Noah Baumbach had a plan, and it involved getting his top-billed actors to sing Stephen Sondheim in his divorce drama. "I kind of half-joked that I reverse engineered the movie so that the two of them could sing those songs," the director joked about stars Adam Driver and Scarlett Johansson. While the latter playfully sings "You Could Drive a Person Crazy" from Company, Driver performs a solemn rendition of "Being Alive." Yes, Driver really is singing. "Where Noah put it in the script I thought was really beautiful writing," Driver says.
Before Taron Egerton landed the role of Elton John in Rocketman, the actor already had sung one of his songs on the big screen. Egerton's belting rendition of "I'm Still Standing" in the 2016 animated movie Sing actually put him in contention for the part. Recordings of him singing "Don't Let the Sun Go Down on Me" and "Your Song" then helped seal the deal with Paramount. Egerton's performance received high praise from the "Tiny Dancer" pop artist. "I didn't think it was Taron," John tells THR of watching Rocketman. "I thought it was me."
If you wondered if Tom Hanks is really singing Fred Rogers' iconic children's songs in A Beautiful Day in the Neighborhood, just watch a video of the sing-along he started at TIFF. On the red carpet of the film's premiere, the actor led the crowd in a rendition of "Won't You Be My Neighbor." Hanks admits he now uses Rogers' songs in his everyday life, especially when he's in an argument with his wife. "I'm now driving her insane," he says. "I sing, 'You know, honey: It's good to talk. It's good to share the things we feel!' "

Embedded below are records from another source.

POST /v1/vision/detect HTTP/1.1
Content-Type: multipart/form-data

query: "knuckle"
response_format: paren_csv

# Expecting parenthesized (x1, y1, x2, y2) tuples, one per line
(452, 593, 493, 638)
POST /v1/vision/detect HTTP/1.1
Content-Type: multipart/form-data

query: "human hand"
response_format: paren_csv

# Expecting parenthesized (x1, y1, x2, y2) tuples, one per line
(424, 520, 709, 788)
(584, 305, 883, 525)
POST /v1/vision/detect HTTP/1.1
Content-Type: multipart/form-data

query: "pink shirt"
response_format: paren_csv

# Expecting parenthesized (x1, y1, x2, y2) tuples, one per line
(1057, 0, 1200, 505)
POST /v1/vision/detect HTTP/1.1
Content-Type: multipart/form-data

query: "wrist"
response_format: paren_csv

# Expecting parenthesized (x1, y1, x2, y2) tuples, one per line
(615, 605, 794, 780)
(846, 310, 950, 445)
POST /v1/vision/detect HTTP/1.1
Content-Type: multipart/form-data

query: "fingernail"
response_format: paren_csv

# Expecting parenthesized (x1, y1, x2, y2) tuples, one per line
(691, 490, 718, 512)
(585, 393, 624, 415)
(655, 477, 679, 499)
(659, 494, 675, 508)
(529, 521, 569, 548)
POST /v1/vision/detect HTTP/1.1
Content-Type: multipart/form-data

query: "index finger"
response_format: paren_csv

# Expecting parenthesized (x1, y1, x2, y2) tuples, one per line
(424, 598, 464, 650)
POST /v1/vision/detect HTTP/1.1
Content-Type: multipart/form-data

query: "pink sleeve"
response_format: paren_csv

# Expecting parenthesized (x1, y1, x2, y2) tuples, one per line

Renée Zellweger performed some of Judy Garland's songs, including "Somewhere Over the Rainbow," in front of an audience. "All that was Rupert [Goold, the director], because if I could have gotten out of it, I would've," Zellweger jokes. The actress surrounded herself with Garland's music and video archives to step into the late singer's shoes. Despite her nerves, Zellweger understood the value of showing Garland singing that song, which she says began to "represent something different as [Garland] weathered life's challenges and struggles."